Microsoft Windows 2000 and Windows NT

Windows 2000 Professional was the foundation operating system built on the technology of Windows NT, which made Windows XP the dominant operating system it came to be. Microsoft stopped supporting Windows 2000 on July 13, 2010. Unless you must use these operating systems, PCMD recommends upgrading to a more current operating system. In the case of Windows 2000, PCMD recommends Windows 7. Windows NT should be migrated to Windows Server 2008 R2. As time passes, these recommendations will change. PCMD always recommends the current version for compatibility and reliability.

Microsoft Windows 95, Windows 98, and Windows Millennium Computers

If you are running Windows 95, 98, or Millennium operating systems, you should buy a new personal computer running Windows 7, Windows 8, or a Mac. Computers built for these older operating have reached the end of their usable life.
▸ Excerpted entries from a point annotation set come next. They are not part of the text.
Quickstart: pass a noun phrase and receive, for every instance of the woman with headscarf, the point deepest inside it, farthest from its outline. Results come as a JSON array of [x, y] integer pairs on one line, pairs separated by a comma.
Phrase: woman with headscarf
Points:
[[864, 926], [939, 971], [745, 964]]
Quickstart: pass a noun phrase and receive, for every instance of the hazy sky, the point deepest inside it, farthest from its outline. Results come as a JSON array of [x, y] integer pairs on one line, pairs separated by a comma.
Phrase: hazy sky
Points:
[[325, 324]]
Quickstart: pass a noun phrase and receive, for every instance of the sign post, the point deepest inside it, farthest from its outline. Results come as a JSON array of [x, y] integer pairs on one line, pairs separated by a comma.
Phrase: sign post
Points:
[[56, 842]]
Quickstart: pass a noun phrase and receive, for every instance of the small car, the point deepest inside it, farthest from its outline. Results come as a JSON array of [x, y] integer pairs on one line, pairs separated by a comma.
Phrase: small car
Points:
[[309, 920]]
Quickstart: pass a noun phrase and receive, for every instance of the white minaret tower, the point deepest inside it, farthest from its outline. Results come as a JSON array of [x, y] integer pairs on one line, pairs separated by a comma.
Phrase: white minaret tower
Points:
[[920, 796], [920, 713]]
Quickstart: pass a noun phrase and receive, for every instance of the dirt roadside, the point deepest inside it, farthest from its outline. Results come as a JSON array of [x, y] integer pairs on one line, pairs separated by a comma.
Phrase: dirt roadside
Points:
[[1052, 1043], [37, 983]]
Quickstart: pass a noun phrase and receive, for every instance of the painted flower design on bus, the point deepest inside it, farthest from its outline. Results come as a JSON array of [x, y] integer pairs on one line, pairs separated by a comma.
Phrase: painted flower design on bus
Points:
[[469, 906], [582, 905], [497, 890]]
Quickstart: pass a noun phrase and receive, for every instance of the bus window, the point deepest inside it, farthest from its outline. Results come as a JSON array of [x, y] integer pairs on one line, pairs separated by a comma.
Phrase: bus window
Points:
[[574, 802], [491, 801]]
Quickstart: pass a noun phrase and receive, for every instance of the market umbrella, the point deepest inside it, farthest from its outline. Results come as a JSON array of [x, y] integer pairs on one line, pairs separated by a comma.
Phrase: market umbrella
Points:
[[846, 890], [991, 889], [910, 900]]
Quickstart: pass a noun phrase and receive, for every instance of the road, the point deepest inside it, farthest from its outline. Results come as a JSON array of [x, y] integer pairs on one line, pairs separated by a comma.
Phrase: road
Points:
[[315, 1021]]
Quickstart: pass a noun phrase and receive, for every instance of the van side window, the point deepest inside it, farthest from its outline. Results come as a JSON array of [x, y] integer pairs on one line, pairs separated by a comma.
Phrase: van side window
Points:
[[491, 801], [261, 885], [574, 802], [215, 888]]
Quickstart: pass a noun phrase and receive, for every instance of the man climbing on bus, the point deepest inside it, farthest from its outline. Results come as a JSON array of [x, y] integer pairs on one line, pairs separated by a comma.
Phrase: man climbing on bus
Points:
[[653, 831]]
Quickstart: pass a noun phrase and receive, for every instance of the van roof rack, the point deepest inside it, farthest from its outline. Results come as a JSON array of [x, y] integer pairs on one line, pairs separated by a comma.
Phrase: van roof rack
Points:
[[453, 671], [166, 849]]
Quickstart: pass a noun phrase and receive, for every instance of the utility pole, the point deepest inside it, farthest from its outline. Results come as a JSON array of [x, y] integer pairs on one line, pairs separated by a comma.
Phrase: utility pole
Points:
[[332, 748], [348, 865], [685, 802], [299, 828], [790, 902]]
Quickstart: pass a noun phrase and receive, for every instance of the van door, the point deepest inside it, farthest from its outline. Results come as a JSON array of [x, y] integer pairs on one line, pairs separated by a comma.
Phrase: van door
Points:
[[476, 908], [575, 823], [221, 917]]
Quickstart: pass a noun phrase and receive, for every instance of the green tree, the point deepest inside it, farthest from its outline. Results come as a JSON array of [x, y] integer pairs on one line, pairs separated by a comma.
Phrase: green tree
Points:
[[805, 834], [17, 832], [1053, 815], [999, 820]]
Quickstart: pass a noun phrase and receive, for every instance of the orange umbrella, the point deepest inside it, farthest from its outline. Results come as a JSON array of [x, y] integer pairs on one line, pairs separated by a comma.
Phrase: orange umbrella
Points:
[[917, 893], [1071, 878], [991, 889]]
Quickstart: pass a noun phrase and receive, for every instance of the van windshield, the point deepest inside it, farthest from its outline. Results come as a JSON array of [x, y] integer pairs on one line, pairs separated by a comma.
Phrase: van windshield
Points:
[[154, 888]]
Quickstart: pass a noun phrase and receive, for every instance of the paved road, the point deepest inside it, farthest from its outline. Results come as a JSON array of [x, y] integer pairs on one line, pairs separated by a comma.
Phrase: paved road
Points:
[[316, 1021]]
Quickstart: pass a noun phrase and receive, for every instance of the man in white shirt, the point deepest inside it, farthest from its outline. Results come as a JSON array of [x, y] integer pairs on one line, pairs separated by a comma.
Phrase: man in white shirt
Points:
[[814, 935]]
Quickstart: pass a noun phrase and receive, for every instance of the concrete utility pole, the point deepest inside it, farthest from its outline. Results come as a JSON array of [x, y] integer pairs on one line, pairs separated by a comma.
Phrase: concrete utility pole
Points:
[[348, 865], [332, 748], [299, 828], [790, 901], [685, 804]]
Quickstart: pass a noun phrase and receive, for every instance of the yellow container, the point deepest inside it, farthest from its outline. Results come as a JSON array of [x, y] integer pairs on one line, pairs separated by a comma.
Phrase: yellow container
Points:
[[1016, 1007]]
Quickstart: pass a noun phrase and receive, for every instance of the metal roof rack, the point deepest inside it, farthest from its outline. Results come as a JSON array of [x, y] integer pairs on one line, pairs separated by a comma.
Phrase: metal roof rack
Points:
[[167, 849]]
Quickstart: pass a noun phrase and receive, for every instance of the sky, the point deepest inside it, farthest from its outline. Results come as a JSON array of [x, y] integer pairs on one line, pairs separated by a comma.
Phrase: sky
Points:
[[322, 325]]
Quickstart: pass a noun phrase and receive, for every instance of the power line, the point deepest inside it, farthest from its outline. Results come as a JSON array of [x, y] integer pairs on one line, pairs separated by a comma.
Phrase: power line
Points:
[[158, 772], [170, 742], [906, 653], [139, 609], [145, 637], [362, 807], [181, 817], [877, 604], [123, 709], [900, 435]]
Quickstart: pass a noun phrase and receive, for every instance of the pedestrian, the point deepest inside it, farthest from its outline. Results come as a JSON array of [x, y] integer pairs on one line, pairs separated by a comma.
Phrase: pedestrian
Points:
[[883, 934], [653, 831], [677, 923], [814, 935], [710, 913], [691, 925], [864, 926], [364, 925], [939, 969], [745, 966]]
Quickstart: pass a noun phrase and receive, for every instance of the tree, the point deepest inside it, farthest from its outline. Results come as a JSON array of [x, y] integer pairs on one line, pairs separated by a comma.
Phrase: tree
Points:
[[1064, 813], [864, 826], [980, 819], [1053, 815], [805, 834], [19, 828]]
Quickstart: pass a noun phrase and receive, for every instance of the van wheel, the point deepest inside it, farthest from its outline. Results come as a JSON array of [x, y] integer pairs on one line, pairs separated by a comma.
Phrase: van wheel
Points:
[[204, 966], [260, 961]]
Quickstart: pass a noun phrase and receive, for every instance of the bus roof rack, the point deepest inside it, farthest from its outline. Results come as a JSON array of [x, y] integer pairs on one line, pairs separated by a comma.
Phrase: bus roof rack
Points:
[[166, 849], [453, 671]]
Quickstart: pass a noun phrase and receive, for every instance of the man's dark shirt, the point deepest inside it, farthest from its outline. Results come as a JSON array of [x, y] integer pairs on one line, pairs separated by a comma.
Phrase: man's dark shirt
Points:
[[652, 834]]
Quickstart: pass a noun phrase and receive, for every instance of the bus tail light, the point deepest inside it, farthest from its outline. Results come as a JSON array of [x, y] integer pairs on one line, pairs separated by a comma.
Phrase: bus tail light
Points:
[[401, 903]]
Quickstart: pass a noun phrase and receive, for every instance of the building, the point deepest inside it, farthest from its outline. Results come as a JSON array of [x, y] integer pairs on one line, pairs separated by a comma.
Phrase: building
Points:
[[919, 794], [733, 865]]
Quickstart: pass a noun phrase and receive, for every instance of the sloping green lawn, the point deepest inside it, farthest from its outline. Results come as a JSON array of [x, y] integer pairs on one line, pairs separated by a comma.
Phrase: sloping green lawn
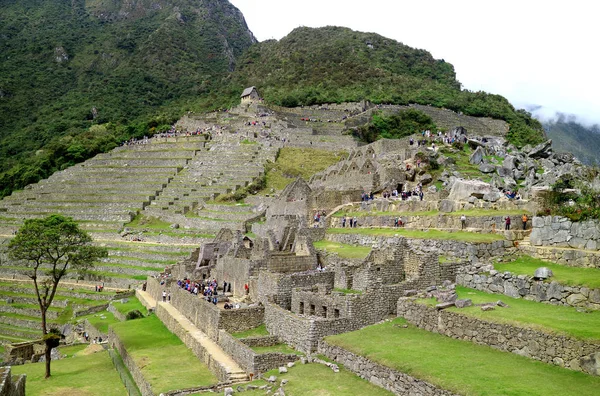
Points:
[[166, 363], [418, 234], [557, 319], [570, 276], [89, 375], [461, 366]]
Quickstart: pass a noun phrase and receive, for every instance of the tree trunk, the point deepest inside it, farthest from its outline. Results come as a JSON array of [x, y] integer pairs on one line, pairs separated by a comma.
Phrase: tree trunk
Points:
[[48, 358]]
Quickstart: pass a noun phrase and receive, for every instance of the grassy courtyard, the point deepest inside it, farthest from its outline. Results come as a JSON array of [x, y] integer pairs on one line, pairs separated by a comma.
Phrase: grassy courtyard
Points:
[[319, 380], [555, 319], [570, 276], [82, 375], [343, 250], [165, 362], [461, 366], [462, 236]]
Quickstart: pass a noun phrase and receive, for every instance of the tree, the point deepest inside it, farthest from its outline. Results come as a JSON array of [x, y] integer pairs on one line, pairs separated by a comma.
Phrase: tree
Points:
[[50, 247]]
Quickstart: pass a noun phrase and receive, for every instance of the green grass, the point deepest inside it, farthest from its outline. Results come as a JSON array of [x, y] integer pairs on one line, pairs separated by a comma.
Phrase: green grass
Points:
[[320, 380], [557, 319], [417, 234], [343, 250], [100, 320], [460, 366], [165, 362], [470, 212], [298, 162], [132, 304], [260, 331], [82, 376], [281, 348], [571, 276]]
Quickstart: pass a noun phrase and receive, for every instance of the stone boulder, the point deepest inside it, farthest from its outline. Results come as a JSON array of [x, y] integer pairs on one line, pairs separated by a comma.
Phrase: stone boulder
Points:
[[543, 273], [487, 168], [542, 150], [477, 157], [463, 189]]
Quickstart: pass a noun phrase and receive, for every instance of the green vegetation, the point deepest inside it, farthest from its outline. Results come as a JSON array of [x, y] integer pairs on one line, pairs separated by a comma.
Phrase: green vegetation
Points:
[[575, 200], [483, 370], [74, 376], [524, 313], [292, 163], [260, 331], [570, 276], [165, 362], [403, 124], [417, 234], [343, 250], [318, 379], [79, 79], [278, 348], [133, 304]]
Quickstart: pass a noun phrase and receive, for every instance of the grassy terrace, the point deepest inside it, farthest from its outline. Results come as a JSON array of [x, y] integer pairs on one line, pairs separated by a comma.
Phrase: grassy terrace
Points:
[[571, 276], [343, 250], [418, 234], [555, 319], [431, 213], [89, 375], [260, 331], [319, 380], [132, 304], [460, 366], [165, 362]]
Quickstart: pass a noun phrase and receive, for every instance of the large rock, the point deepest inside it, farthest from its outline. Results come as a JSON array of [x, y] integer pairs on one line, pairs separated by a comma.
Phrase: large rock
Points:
[[463, 189], [477, 157], [487, 168], [542, 150], [543, 273]]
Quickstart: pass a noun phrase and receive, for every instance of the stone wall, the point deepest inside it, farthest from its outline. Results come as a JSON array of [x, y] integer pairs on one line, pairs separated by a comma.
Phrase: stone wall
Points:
[[382, 376], [9, 385], [191, 342], [136, 373], [482, 277], [562, 232], [249, 360], [554, 349]]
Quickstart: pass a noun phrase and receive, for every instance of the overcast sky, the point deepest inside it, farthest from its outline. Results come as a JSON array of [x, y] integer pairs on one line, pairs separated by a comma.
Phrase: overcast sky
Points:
[[533, 52]]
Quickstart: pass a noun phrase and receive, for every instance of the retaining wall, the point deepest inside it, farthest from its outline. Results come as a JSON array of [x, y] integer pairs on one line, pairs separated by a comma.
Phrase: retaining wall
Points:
[[554, 349]]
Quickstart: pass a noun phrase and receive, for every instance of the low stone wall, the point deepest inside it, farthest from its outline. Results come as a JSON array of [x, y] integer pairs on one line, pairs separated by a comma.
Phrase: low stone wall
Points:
[[462, 250], [91, 310], [249, 360], [136, 373], [11, 386], [197, 349], [570, 257], [382, 376], [481, 277], [554, 349], [562, 232]]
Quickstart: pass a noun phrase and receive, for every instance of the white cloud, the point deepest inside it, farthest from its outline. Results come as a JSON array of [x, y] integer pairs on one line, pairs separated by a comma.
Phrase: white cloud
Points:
[[531, 51]]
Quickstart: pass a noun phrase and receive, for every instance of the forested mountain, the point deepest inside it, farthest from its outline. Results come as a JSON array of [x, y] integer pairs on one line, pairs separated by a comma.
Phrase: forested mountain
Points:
[[569, 135], [79, 77], [68, 65]]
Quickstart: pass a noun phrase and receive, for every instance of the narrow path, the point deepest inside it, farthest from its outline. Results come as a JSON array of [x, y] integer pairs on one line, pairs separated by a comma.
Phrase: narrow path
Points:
[[231, 367]]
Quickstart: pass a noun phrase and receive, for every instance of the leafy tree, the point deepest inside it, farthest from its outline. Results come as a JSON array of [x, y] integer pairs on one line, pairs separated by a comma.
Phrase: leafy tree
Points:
[[50, 247]]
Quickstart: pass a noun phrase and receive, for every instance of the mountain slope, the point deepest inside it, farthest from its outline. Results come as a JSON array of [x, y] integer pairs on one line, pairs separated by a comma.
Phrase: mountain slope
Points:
[[67, 65], [335, 64], [570, 136]]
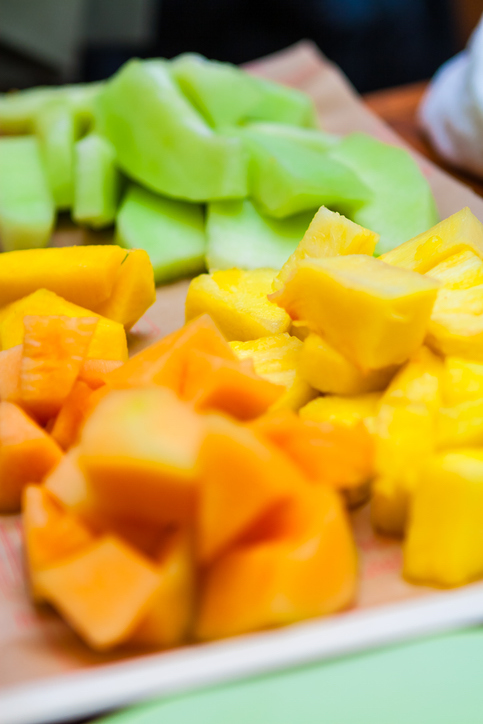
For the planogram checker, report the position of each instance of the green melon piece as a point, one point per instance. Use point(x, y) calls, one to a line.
point(223, 93)
point(163, 142)
point(172, 232)
point(287, 176)
point(239, 236)
point(19, 109)
point(97, 182)
point(402, 204)
point(56, 130)
point(27, 211)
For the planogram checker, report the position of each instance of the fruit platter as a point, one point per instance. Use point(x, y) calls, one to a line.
point(241, 388)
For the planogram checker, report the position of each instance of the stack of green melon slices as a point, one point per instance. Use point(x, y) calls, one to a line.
point(199, 163)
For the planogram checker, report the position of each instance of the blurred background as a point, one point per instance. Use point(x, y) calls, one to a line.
point(377, 43)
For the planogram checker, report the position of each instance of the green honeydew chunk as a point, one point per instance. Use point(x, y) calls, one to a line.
point(27, 212)
point(172, 232)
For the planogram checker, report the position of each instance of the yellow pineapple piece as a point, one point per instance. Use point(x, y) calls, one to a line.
point(375, 314)
point(329, 234)
point(459, 271)
point(459, 232)
point(237, 301)
point(348, 411)
point(460, 425)
point(462, 381)
point(444, 545)
point(276, 358)
point(328, 370)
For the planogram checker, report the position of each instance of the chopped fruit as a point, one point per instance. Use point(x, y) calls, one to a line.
point(237, 302)
point(375, 314)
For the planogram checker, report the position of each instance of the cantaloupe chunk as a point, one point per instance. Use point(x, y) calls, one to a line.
point(108, 341)
point(237, 301)
point(170, 616)
point(164, 362)
point(138, 450)
point(215, 384)
point(83, 275)
point(72, 415)
point(335, 455)
point(27, 454)
point(50, 532)
point(133, 291)
point(329, 234)
point(327, 370)
point(54, 349)
point(103, 592)
point(304, 564)
point(242, 477)
point(373, 313)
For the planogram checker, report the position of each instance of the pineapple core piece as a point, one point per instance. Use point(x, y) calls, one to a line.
point(373, 313)
point(237, 301)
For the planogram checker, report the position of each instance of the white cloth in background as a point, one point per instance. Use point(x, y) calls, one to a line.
point(452, 110)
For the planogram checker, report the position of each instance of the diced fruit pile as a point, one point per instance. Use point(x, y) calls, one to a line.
point(198, 163)
point(199, 489)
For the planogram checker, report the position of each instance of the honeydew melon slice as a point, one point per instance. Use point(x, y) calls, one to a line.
point(27, 211)
point(163, 142)
point(402, 204)
point(97, 182)
point(172, 232)
point(239, 236)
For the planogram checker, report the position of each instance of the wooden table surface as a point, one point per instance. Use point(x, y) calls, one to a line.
point(398, 107)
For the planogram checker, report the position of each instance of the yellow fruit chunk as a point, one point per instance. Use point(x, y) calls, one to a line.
point(460, 271)
point(50, 533)
point(460, 425)
point(347, 411)
point(171, 612)
point(404, 438)
point(329, 234)
point(462, 381)
point(444, 545)
point(326, 369)
point(459, 232)
point(108, 341)
point(103, 592)
point(301, 563)
point(83, 275)
point(138, 450)
point(133, 292)
point(237, 301)
point(276, 359)
point(373, 313)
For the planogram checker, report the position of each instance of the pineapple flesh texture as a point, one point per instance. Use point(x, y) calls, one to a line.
point(373, 313)
point(348, 411)
point(444, 545)
point(237, 302)
point(460, 232)
point(327, 370)
point(276, 359)
point(329, 234)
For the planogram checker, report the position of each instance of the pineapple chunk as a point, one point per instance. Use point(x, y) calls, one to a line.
point(373, 313)
point(329, 234)
point(328, 370)
point(460, 425)
point(460, 271)
point(276, 358)
point(444, 546)
point(459, 232)
point(347, 411)
point(237, 302)
point(462, 381)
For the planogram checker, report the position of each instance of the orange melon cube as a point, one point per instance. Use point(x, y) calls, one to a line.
point(27, 454)
point(103, 592)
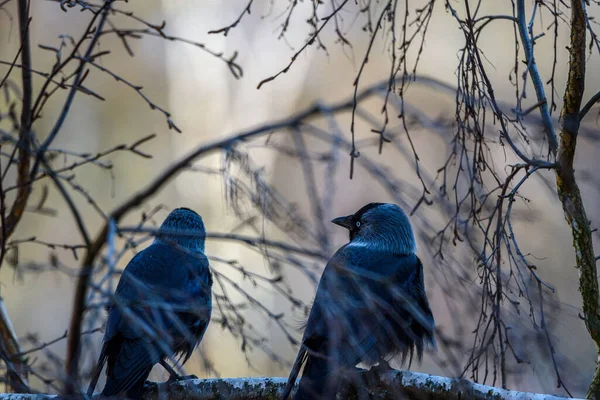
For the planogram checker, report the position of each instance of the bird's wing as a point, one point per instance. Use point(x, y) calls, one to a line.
point(360, 293)
point(158, 276)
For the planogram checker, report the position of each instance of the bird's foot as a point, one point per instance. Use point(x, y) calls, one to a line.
point(176, 377)
point(382, 367)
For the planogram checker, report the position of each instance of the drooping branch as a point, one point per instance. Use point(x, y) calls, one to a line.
point(538, 84)
point(93, 250)
point(17, 372)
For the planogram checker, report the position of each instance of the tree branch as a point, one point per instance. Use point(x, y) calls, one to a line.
point(402, 384)
point(568, 189)
point(538, 84)
point(588, 106)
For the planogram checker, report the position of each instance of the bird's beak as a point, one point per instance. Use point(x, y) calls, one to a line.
point(346, 221)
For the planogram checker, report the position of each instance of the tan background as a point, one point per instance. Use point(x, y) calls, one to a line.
point(207, 102)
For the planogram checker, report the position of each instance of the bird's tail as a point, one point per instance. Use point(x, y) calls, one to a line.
point(300, 359)
point(97, 371)
point(320, 379)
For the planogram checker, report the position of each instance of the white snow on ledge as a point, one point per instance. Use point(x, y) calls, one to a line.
point(410, 385)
They should not be donated but taken to an electronic waste facility.

PCMD no longer services computers running specific older operating systems because it is not cost-effective for all parties involved. A computer made for Windows 98 should be replaced if at all possible. Also, Microsoft stopped supporting all versions of Windows 98 and Windows Millennium on July 11, 2006.

Windows 3.1 and DOS 6.0

Windows 3.1 retail box.

Hats off to you if you still use these older operating systems. Window 3.1 was such an exciting time for the computer industry. Everything was new and just infatuating for so many people. The downside was the extremely high cost of computers and hardware. Upgrades offered minimal performance improvement for the dollar. Well, those days are long gone, and most likely, this operating system is only being used for nostalgic purposes.

Should you use older operating systems?

If you want the latest security, the answer would be not to use older operating systems. If you regularly purchase new hardware, then again, no, you should use the latest operating system available. The driver's database is much more complete with newer computer operating systems; however, if your hardware is older, an older OS maybe your only choice to keep using it. Suppose you enjoy tinkering and want to keep that old 386 running, then more power to you. Virtual machines have come a long way, allowing older operating systems to run on Windows 10. Even old operating systems like Windows 3.1 that run on DOS are possible on a virtual machine.